World in brief

On Nov. 8, people in Mississippi will cast their vote on the Personhood Amendment, which will decide whether life begins at conception or at birth, according to CNN. The Mississippi Supreme Court ruled 7-2 against abortion-rights groups, which wanted to block the possible amendment to the state’s constitution from ever appearing on the November ballot. The court said it is the citizens’ right to amend their state constitution, and a challenge to the amendment would be possible only when and if the proposed change becomes law. The amendment, also known as Measure 26, would extend “personhood” to the unborn, making abortions in the state illegal.

Put out or pay up

A woman in France successfully sued her now-ex-husband and was awarded close to $15,000 after she claimed the couple’s divorce was caused by his inactivity in the bedroom during their 21-year marriage, the London Telegraph reported. The judge assigned to the case referred to article 215 of France’s civil code, which binds married couples to a “shared communal life.” The judge believed that sexual relations are an integral part of a marriage. The ex-husband cited “tiredness and health problems” as reasons why he was not having sex with his wife.

Bonnie and Clyde reimagined

Leah Gibbs’ first date with Adam Minton probably didn’t go as well as she’d hoped. According to Time Magazine, the young Welsh couple met on Facebook and he invited her over to his house to watch some movies. Upon her arrival, he asked her to drive him to his friend’s for a short visit. She dropped him off at a mall parking lot, and he returned minutes later, knife and bag of money in hand, running and ordering her to drive back to his place.
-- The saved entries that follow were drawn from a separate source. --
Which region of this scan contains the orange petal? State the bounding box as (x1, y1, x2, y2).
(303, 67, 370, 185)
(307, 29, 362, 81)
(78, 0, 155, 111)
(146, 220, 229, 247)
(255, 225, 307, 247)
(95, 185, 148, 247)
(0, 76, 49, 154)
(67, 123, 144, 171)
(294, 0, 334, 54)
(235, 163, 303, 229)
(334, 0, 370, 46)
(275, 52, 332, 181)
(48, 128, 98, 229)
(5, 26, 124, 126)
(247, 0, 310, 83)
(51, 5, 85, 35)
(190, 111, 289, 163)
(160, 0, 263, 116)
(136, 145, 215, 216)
The police quickly found the two, and accused Minton of robbing a betting shop and Gibbs of being his accomplice. She spent a night in a jail cell until Minton confessed that he acted alone. He was handed a four-and-a-half year jail sentence.

Dressed to kill
Norwegian bomber Anders Behring Breivik insists on wearing Lacoste polos and sweaters on his visits in and out of prison, and the French fashion house is calling it a “PR nightmare.” Breivik killed 77 people in Oslo and on the nearby island of Utoya on July 22 in a shooting spree and bombing, which makes him the least sought after spokesperson for any company. Lacoste’s trademark crocodile logo can be seen on widely circulated photos of Breivik in the back of a police van in which he is wearing a bright red sweater. Lacoste executives have asked Oslo police to forbid Breivik from wearing their clothes, reported the London Telegraph. Breivik has said that wearing Lacoste makes it possible for him to “act as an educated European of the conservative character.”